Terming the Tigray conflict the worst disaster, the WHO chief said he had not heard in the last few months any head of state talk about the Tigray situation in the developed world.

Ghebreyesus, himself a Tigrayan, suggests that inaction by world leaders could be due to the skin colour of the victims.

He questions the mismatch in global attention to the Ethiopia and Ukraine-Russia situations. But in the traditional flippant style, Ethiopian premier Abiy Ahmed disapproves of the WHO boss’ concerns.

Truth is truth, just like the aforementioned wild cat that retains its distinctiveness to the end. I am a proponent of an open-minded world who appreciates the power and otherwise of skin colour.

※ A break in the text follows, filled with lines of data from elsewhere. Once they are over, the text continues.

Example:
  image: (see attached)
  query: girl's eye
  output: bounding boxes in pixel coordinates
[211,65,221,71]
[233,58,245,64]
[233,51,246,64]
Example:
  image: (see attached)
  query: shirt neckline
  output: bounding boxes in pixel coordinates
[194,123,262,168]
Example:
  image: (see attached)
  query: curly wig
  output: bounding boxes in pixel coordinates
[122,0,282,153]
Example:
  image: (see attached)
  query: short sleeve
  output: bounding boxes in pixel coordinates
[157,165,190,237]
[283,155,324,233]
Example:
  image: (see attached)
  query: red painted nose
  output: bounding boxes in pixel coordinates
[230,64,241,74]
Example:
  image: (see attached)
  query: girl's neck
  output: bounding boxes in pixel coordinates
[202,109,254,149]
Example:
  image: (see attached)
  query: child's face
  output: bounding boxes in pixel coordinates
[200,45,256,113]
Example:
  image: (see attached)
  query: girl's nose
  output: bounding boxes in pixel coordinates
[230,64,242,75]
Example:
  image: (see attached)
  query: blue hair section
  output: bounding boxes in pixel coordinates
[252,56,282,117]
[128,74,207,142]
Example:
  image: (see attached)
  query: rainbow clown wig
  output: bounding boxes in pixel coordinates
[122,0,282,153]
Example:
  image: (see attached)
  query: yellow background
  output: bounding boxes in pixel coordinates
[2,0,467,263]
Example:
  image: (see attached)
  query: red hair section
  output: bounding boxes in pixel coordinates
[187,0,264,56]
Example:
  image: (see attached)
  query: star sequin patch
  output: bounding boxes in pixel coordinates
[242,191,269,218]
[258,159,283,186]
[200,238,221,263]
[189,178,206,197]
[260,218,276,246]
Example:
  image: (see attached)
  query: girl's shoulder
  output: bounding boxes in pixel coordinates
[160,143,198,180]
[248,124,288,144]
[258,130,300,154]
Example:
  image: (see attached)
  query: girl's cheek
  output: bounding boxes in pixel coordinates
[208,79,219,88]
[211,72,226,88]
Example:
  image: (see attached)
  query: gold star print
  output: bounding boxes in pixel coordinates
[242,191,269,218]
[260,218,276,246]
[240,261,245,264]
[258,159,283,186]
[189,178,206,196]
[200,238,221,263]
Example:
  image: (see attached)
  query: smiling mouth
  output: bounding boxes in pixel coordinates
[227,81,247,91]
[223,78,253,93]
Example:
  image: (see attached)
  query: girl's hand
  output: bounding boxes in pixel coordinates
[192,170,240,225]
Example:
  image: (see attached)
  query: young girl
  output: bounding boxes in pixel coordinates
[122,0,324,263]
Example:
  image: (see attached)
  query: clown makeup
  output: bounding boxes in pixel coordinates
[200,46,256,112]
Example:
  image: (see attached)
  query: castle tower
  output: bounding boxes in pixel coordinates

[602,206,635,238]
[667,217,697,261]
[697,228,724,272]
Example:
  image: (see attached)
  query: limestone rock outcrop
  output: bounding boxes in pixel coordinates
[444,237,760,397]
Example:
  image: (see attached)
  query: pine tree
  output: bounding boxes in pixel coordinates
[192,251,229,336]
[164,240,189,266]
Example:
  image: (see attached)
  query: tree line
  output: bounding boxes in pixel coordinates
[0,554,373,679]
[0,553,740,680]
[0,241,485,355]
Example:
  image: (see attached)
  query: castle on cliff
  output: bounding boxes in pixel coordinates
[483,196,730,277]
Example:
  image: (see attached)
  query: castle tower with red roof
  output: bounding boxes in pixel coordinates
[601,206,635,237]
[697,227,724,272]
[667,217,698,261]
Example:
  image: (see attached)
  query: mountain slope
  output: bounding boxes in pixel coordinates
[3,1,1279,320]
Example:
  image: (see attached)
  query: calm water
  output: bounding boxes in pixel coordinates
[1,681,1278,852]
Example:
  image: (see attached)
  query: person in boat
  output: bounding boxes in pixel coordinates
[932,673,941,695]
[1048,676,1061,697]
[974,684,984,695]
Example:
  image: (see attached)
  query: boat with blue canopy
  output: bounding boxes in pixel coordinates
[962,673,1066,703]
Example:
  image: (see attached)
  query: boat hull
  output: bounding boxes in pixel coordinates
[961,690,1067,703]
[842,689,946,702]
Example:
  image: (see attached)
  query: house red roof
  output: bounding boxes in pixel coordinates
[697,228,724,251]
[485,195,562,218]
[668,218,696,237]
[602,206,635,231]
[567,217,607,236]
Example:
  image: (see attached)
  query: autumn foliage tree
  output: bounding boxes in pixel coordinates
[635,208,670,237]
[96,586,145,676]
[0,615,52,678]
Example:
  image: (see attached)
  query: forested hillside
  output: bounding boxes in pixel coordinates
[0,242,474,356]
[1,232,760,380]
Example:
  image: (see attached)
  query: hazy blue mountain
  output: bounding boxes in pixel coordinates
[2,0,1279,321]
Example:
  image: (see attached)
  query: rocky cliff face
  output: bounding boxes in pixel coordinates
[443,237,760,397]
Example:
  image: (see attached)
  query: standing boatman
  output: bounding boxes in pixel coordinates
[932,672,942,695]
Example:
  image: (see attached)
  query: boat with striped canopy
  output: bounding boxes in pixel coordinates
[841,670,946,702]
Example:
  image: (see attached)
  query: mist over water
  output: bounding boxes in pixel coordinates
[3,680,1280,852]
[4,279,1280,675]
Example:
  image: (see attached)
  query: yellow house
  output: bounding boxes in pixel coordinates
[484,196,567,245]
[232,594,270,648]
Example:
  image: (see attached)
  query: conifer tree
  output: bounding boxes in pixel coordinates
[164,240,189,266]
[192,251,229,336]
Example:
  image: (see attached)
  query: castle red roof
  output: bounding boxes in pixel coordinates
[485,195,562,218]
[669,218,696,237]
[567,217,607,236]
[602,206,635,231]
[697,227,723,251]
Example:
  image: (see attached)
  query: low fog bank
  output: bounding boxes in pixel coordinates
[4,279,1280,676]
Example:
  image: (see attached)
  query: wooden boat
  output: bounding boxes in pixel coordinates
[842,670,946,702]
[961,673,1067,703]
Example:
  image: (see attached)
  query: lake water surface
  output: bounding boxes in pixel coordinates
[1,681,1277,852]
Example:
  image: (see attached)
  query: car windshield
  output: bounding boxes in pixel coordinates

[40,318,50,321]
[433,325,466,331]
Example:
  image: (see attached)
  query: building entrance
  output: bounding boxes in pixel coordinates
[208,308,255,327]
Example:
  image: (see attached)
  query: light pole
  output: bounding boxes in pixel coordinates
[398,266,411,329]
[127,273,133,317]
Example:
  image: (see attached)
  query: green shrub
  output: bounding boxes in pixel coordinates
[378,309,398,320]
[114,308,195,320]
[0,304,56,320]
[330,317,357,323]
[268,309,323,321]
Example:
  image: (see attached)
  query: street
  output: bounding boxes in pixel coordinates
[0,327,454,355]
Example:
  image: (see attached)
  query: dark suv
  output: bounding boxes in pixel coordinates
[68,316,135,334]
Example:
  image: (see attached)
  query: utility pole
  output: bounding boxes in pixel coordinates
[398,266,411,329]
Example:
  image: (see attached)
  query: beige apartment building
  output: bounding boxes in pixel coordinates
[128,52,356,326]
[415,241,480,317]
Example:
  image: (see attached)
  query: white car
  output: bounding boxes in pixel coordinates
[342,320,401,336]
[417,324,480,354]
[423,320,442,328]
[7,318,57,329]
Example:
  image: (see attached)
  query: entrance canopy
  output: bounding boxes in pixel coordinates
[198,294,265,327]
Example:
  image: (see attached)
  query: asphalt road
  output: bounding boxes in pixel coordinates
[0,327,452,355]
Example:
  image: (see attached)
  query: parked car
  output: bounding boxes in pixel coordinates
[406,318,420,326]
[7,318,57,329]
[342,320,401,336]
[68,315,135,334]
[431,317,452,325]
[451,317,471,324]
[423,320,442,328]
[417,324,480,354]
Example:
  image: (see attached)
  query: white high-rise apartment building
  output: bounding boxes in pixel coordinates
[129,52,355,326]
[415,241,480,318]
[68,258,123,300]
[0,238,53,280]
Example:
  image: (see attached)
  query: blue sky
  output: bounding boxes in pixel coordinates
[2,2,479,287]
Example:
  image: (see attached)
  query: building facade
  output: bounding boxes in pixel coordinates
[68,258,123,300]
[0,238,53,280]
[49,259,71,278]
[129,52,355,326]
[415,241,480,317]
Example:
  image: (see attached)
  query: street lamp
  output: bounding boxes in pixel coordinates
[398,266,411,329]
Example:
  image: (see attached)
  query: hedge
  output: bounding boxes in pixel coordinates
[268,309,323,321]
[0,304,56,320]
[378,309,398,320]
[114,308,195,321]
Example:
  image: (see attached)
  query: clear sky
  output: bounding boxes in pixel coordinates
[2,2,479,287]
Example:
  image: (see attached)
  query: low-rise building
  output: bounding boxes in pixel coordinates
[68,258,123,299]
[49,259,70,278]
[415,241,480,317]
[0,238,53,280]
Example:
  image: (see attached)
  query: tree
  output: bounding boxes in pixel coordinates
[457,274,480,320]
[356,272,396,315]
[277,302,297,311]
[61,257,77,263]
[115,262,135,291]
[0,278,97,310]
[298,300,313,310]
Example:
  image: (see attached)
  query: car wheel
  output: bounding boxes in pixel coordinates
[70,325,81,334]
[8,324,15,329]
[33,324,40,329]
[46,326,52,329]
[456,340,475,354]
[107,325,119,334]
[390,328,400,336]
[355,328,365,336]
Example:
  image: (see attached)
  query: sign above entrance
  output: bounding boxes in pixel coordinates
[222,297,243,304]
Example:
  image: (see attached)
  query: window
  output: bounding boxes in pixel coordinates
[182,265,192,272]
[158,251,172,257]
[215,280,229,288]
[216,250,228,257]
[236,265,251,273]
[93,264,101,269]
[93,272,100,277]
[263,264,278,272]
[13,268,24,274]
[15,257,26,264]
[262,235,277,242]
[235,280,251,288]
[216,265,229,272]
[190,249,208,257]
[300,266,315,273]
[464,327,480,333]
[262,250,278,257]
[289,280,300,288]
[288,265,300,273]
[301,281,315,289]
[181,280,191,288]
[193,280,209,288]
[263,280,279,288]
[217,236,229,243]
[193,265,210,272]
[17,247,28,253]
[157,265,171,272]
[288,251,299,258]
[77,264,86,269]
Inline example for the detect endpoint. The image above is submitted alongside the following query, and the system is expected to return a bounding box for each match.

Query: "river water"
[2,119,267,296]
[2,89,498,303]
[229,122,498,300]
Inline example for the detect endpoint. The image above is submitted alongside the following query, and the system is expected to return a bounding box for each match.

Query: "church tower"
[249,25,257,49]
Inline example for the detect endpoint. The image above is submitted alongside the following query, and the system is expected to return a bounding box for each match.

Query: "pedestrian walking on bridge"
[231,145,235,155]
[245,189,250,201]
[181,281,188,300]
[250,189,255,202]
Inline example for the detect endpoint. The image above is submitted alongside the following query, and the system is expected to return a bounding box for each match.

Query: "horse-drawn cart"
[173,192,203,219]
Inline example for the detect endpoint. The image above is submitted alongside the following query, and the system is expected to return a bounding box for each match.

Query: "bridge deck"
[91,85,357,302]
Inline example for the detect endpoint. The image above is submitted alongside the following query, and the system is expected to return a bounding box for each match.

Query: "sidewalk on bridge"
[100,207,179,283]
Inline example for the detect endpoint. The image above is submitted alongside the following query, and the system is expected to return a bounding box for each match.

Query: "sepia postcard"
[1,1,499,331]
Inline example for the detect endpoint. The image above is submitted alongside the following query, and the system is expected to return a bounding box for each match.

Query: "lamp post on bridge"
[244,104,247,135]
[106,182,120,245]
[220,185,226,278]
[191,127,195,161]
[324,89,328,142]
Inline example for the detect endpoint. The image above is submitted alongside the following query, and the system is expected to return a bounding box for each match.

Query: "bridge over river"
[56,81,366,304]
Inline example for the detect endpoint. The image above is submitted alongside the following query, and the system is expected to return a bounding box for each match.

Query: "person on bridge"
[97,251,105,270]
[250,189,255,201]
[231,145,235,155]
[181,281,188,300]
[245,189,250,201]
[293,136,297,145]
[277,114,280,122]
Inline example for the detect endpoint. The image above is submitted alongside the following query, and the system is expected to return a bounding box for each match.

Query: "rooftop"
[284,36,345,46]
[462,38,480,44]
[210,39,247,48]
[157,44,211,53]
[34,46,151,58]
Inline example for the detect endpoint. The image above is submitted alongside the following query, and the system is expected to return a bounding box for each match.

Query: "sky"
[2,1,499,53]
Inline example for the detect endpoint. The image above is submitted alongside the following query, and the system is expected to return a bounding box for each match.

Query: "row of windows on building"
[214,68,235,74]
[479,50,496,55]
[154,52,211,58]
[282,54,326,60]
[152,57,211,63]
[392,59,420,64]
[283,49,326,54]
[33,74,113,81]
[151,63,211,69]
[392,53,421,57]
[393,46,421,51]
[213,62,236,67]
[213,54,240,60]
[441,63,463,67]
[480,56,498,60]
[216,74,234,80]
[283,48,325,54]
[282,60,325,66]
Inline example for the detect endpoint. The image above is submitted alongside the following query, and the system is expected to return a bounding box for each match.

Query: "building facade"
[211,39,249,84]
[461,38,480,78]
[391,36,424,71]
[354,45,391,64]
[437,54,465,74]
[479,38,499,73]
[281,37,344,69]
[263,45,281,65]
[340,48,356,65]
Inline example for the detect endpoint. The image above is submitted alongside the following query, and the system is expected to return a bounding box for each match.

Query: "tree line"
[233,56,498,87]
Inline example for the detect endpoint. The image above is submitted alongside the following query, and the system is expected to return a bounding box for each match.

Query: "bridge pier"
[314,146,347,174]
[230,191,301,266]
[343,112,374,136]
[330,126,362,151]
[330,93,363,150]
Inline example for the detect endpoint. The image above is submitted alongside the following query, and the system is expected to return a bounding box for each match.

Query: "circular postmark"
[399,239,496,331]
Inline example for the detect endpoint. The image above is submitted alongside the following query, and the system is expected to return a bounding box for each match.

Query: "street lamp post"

Racial hate, however, isn’t an excuse for nations or continents to abdicate their responsibility.

Lack of bold actions to unshackle Ethiopia from chains of a senseless civil war that began in November 2020 is disquieting.

More than nine million people need food aid, three million are displaced as women and children make risky journeys to safety.

WFP says half of pregnant women in Tigray are malnourished, as well as a third of children under five.

Africa Union (AU), the elite club headquartered in Ethiopia has turned the other way as the federal government and the Tigray People’s Liberation Front forces tear each other, leading to widespread human rights violations, including mass murders and sexual violence.

It is an open secret that African nations are fraying at the edges due to impunity. Abuse of power by the political class is unmatched. Recent events confirm worrying trends. AU must now assert itself by overseeing a peaceful resolution. It isn’t too late to do the right thing and get it right.

Abiy’s regime says it’s open to talks and the regional forces have demanded nothing short of a credible, impartial and principled peace process.

What is seemingly lacking is a nonstop push by the UN, AU and the larger international community to tilt the balance in favour of lasting peace.

Failure to rise to the occasion by the international community can fuel atrocities in a big way. Rwanda, Syria, Central African Republic, and South Sudan were abandoned at their hour of need, leaving a bitter taste in everyone’s mouth.

Africa must rise to the occasion and make peace a priority. If not, it will be stranded at the lower end of the social, political and economic pecking order.

Only this will beat the lopsided handling of the race issue by the world.